Hi all,
I’m a newbie to CUDA, so I assume there’s a known (possibly very simple) solution to my problem. I already spent a few hours trying to solve it, but no luck.
The task is very simple - given a large array ‘A’ of integers (say, 800MB of 64-bit integers), and a small array ‘B’ of integers (say, 10k of 64-bit integers), find out which of the values in A are also in B. If you’re familiar with SQL, it’s generally this:
SELECT a FROM ‘A’ WHERE a IN (elements of ‘B’)
What I need to get is a bitmap of matches for the large array.

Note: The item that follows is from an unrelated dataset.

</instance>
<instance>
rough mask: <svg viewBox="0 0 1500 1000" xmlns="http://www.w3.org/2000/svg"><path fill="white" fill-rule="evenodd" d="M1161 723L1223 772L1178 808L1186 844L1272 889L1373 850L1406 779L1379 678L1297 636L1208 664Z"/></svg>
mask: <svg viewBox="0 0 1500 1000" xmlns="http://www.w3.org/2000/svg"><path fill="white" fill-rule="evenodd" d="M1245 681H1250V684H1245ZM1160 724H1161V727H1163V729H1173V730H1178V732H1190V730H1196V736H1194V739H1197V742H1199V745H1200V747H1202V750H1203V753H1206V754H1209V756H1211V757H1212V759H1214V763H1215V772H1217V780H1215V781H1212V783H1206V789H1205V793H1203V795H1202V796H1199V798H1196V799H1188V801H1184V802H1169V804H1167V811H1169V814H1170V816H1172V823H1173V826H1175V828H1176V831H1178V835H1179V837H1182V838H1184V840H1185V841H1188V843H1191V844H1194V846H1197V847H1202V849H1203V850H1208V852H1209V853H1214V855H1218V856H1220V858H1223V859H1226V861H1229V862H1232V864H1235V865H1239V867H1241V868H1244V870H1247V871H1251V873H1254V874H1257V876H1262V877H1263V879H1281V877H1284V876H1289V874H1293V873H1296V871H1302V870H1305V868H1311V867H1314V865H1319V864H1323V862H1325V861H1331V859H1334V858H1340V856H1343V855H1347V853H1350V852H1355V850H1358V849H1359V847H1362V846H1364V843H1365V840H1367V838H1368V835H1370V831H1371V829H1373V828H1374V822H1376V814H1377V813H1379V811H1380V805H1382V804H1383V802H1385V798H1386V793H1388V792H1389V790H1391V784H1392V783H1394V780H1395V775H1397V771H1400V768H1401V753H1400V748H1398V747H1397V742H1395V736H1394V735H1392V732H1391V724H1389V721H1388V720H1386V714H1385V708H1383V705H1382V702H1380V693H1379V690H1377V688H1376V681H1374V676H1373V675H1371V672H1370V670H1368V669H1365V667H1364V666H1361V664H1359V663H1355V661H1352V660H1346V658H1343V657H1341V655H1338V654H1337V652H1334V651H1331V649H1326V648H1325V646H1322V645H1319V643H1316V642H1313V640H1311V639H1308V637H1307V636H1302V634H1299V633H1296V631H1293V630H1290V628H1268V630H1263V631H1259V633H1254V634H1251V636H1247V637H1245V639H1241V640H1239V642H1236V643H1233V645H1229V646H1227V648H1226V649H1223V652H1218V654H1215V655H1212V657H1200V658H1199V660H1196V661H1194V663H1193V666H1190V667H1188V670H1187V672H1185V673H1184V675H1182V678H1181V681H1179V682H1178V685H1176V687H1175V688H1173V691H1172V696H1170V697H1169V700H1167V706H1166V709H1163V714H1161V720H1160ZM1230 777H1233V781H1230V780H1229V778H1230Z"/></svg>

I’d prefer actual bitmap, (i.e. if the array has N elements, then the bitmap has N/8 bytes with one bit for each element of A), but I can live with e.g. array of N characters if that’s necessary for performance reasons.
What I came up so far is this very simple kernel:
__global__
void
in_device_int64(int64 * A, int64 * B, int64 nitems, unsigned char * result) {
/* this is the starting position of this block */
int64 blockstart = (gridDim.x * blockDim.x) * blockIdx.y + (blockIdx.x * blockDim.x);
/* and this is the item this thread should deal with */
int64 idx = blockstart + threadIdx.x;
int64 z = A[idx];
unsigned char x = 0; /* true/false for this particular item */
for (int k = 0; k < nitems; k++) { /* loop through B and compare it with the elements */
if (z == B[k]) {
x = 1; /* yup, so set the bit (otherwise leave it 0) */
}
}
result[idx] = x;
}
The input is a 1D array of values, array ‘B’ with ‘nitems’ elements and a preallocated unsigned char * array to store 0/1 depending on the check.
I’m running this with 1024 threads / block, each thread processes a single value and the blocks are 1D (so blockDim.y==1 all the time), so the blockstart and thread indexes are OK.
This works and returns the correct result, but it’s very very slow - about twice slower than running the same task on regular CPU. I’ve tried on two different machines, and the behavior is the same. One is a a laptop with Quadro NVS 4200M, the other one is a desktop with GTS 450, so both are fairly old/weak GPUs by todays standards, but I’m not sure that’s the problem here.
After a fair amount of tweaking I’ve narrowed it to the last command in the kernel, i.e. storing the output value
result[idx] = x;
If I remove / comment out this line, it’s fast, but obviously it’s somehow pointless without getting the data.
I’m really wondering what’s wrong here - I’m aware of the importance of coalescing / alignment etc, and IMHO this is perfectly aligned (it’s basically using a sequence of thread IDs to access/write the memory.
I tried to use shared memory to collect data from the whole block (and even combine the results into an actual bitmap), but the the performance remained about the same (can post this version, if needed).
The amount of output data is a few MBs and it’s taking ~20 seconds. The memory bandwidth seems to be about OK (~5GB/s in both directions).
Any ideas what’s wrong here? Any well known pattern how to solve this?